Milena Gammaitoniis an adjunct professor of General Sociology at the Department of Education, Roma Tre University. She earned a Ph.D. in Social Theory and Research, La Sapienza University, Rome, and a post-doctorate at the École des Hautes Études en Sciences Sociales, Paris, then specializing in qualitative research in social sciences (La Sapienza), equal opportunities, and the history of women’s thought (Roma Tre). She taught sociology disciplines at Roma Tre, Jagiellonian University, Krakow (Poland), Sorbonne Nouvelle, Paris, and the Université d’Evry-Paris.
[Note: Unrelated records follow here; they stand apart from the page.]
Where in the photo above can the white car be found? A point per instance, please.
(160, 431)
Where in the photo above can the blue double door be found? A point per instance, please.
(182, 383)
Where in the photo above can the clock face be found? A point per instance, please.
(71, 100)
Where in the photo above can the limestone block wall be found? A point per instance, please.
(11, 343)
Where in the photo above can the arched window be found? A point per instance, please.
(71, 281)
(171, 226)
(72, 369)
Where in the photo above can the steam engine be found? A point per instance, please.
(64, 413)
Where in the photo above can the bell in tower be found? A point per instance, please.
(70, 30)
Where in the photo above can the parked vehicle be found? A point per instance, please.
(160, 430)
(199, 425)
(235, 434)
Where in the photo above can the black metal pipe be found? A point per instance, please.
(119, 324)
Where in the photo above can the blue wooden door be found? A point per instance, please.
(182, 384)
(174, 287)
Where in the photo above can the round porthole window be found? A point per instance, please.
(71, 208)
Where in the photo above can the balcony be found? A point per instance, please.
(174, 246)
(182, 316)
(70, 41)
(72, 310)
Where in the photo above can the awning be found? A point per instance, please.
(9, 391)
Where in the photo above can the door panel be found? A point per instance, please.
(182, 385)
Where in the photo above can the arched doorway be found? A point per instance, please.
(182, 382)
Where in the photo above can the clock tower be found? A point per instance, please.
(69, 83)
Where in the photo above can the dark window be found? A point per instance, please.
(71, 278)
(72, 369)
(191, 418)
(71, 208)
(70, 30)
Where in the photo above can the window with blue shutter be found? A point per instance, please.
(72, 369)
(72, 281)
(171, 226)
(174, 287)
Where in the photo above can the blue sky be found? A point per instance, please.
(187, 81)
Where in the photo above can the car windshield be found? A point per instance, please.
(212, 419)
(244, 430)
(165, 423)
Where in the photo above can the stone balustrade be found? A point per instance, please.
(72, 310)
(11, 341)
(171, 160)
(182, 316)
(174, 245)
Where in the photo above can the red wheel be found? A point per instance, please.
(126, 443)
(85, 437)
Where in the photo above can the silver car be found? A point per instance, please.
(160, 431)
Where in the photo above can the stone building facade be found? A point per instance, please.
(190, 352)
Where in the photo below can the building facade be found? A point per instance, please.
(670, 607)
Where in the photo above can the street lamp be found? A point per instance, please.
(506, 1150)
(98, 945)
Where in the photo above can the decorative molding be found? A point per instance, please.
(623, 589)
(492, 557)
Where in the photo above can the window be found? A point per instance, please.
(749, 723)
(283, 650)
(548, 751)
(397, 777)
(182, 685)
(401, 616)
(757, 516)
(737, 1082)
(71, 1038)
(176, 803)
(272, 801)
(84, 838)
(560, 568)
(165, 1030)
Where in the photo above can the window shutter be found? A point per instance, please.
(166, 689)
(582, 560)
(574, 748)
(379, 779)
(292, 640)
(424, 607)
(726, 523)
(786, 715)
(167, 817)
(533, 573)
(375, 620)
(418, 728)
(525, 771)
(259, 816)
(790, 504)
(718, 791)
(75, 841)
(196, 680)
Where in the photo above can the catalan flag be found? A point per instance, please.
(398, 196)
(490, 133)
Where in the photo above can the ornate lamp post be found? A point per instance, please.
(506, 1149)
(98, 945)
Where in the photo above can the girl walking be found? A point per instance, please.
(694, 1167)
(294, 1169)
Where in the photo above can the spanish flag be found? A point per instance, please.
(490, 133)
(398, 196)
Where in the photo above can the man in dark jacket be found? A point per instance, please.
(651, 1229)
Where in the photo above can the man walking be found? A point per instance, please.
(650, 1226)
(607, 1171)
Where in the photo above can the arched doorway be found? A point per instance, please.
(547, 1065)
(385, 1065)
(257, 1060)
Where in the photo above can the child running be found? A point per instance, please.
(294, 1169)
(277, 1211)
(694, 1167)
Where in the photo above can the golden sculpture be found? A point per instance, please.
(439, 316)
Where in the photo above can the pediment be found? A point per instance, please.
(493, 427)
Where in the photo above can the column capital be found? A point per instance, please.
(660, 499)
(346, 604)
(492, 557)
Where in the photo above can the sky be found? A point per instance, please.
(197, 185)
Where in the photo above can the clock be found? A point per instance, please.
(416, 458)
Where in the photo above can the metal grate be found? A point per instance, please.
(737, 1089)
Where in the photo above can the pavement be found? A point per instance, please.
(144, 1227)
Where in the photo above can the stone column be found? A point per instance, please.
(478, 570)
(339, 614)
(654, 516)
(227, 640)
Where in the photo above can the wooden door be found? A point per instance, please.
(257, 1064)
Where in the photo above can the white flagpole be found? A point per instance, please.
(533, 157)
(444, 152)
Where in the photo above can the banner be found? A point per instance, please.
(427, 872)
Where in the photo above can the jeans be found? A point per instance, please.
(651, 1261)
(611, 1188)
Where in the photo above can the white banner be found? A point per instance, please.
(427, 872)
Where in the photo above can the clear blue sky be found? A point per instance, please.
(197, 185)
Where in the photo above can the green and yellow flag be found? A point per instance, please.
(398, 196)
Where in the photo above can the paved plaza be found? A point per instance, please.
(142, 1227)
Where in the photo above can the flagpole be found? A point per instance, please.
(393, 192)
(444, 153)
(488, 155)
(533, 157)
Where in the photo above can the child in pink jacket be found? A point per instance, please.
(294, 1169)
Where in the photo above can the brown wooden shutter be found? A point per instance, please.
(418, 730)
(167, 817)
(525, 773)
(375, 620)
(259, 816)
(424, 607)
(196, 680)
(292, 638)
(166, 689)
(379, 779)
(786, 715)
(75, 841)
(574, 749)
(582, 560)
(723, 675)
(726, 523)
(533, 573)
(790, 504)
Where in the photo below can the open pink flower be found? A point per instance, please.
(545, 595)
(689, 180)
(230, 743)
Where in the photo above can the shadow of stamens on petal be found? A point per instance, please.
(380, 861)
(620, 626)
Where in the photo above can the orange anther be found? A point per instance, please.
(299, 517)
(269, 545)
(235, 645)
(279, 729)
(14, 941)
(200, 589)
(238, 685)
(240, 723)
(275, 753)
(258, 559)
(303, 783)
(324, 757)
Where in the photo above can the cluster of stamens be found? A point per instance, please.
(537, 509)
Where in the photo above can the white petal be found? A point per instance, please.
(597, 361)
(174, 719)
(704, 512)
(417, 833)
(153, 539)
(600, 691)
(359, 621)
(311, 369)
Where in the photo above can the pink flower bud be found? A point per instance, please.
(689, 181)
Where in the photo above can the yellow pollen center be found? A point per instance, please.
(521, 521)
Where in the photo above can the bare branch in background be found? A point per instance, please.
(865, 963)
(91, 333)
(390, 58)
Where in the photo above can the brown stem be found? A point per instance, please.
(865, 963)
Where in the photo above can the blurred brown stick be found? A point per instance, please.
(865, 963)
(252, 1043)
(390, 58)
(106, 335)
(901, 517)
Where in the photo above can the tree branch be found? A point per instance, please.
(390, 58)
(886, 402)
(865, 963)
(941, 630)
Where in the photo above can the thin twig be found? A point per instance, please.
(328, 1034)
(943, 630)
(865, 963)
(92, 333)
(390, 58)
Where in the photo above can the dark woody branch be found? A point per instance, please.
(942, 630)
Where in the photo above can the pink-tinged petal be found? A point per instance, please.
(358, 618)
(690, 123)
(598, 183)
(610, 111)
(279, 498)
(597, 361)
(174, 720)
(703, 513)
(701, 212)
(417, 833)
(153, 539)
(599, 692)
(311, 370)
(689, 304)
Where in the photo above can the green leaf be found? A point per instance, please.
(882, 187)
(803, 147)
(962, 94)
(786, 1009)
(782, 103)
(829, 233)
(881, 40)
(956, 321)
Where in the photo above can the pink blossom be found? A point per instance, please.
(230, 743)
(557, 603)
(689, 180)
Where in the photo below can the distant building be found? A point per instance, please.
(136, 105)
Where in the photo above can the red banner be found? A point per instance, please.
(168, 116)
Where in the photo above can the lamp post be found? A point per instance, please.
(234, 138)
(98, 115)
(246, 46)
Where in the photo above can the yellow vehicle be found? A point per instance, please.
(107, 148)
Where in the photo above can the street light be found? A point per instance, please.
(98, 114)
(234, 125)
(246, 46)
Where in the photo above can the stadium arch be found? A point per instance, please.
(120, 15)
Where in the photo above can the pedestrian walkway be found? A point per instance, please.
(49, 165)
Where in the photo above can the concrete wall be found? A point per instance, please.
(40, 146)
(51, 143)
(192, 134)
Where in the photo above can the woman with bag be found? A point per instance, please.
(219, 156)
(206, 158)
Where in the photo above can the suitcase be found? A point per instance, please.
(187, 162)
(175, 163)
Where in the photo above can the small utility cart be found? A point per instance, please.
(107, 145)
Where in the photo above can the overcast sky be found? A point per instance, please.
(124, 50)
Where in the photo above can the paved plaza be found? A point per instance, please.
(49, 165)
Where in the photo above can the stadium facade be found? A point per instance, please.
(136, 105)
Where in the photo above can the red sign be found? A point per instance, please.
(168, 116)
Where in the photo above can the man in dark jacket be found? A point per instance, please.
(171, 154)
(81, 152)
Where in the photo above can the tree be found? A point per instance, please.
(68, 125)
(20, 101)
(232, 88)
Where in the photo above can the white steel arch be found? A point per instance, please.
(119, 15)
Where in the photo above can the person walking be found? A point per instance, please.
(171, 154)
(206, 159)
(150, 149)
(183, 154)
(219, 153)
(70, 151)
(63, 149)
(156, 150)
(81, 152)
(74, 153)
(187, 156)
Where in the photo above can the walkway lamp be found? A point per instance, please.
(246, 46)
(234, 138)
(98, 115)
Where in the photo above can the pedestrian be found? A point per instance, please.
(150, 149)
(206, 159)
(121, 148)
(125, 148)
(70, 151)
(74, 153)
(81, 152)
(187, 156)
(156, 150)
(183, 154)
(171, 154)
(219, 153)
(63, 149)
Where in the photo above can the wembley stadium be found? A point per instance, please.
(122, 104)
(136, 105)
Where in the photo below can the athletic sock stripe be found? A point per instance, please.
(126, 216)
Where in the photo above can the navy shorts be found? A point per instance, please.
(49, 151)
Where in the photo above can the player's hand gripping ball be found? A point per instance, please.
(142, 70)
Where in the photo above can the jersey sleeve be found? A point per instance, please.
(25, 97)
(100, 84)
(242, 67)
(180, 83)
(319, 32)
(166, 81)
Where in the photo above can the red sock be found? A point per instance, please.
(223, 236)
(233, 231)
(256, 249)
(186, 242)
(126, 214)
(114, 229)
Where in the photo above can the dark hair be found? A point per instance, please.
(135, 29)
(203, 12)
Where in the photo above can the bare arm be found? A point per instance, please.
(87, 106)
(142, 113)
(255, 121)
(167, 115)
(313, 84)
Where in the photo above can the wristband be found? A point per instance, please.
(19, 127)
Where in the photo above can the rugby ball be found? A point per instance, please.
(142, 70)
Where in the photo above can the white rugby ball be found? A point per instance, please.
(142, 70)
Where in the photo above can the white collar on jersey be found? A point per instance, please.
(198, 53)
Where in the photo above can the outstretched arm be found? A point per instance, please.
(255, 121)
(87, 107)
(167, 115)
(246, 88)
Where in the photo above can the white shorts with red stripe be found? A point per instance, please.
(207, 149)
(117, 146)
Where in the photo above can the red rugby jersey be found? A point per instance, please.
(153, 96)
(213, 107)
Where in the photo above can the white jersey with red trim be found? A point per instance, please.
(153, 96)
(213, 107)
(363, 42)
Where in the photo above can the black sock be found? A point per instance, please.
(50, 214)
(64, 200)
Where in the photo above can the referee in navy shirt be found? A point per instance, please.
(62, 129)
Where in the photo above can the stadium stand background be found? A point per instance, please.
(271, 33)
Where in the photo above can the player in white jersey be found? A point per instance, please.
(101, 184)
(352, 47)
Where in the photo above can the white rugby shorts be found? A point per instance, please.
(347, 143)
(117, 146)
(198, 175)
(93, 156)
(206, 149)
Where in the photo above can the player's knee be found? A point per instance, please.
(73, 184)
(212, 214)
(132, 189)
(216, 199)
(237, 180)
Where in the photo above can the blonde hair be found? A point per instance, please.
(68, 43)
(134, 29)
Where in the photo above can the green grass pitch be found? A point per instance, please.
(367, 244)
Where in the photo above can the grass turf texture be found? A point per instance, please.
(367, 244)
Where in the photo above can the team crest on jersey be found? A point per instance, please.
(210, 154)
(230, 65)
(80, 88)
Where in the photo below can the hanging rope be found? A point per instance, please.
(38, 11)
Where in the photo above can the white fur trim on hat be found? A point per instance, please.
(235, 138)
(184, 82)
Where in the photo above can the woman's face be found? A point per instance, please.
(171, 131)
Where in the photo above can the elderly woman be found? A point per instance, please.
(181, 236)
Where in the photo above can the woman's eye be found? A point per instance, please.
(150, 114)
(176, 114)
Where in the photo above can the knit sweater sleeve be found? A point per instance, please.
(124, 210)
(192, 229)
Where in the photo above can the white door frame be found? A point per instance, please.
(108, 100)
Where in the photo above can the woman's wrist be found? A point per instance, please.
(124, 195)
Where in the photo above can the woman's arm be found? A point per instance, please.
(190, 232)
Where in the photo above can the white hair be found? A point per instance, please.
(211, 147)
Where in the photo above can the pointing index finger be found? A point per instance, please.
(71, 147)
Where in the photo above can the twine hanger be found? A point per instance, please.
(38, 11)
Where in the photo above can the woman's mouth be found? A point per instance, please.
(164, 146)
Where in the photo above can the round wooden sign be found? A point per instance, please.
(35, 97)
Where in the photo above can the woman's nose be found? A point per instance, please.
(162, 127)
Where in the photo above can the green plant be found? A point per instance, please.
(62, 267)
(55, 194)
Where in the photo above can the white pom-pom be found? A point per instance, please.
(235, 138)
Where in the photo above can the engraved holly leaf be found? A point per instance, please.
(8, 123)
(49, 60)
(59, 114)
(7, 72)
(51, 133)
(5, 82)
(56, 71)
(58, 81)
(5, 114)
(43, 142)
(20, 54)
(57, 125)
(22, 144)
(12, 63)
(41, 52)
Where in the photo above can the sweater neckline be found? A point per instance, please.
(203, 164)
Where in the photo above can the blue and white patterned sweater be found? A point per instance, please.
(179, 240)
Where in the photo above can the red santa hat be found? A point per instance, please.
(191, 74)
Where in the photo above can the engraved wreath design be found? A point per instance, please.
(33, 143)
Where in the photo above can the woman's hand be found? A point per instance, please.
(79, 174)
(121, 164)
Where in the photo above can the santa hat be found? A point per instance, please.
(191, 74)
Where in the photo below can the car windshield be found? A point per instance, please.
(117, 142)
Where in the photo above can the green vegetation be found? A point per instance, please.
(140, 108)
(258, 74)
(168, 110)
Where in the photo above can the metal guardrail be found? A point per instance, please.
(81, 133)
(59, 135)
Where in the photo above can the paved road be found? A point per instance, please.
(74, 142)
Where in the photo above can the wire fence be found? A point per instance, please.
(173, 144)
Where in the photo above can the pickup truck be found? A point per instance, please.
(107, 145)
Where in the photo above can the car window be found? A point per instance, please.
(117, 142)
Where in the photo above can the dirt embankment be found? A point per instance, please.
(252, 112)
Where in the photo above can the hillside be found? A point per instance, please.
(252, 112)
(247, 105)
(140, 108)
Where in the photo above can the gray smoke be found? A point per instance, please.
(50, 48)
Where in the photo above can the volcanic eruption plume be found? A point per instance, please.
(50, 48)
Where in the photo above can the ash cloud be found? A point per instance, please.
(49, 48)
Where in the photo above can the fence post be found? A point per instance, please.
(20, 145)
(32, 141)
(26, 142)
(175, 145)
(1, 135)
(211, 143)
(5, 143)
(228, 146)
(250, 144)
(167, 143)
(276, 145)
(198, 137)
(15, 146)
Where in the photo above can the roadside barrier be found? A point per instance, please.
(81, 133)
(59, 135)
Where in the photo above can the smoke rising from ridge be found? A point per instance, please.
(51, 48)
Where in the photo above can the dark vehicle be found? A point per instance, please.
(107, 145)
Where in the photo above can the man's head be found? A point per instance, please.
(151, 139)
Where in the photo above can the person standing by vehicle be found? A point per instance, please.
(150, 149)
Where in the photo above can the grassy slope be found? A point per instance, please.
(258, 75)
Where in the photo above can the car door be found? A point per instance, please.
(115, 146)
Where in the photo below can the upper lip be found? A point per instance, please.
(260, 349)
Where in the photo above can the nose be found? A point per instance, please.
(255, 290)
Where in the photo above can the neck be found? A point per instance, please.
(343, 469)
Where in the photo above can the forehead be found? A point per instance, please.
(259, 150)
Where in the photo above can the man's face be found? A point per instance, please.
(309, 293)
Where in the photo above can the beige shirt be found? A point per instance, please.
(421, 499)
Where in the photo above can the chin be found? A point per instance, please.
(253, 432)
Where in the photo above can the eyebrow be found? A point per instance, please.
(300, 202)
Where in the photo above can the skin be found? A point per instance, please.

Her research areas are issues of identity, qualitative and complementary social research methods, and the social condition of artists. She authored The Musician’s Social Function (EDUP, 2004), The Poet’s Social Action. Wisława Szymborska in the Lives of Readers in Poland and Italy (Franco Angeli, 2005), and Lives of European Women Artists. From the Middle Ages to Contemporary Era (Cleup, 2013). She was also editor of Toward a Sociology of the Arts. History and Lives (Cleup, 2012) and Arts and Politics. Answers from Sociology (Cleup, 2015). Two more books, Sociology of the Arts: Theory and Research (Cleup) and the updated edition of Lives of European Women Artists (London: Springer) are currently in print. She is co-editor of the Sociological Attractions book series (Cleup) with Ignazia Maria Bartholini.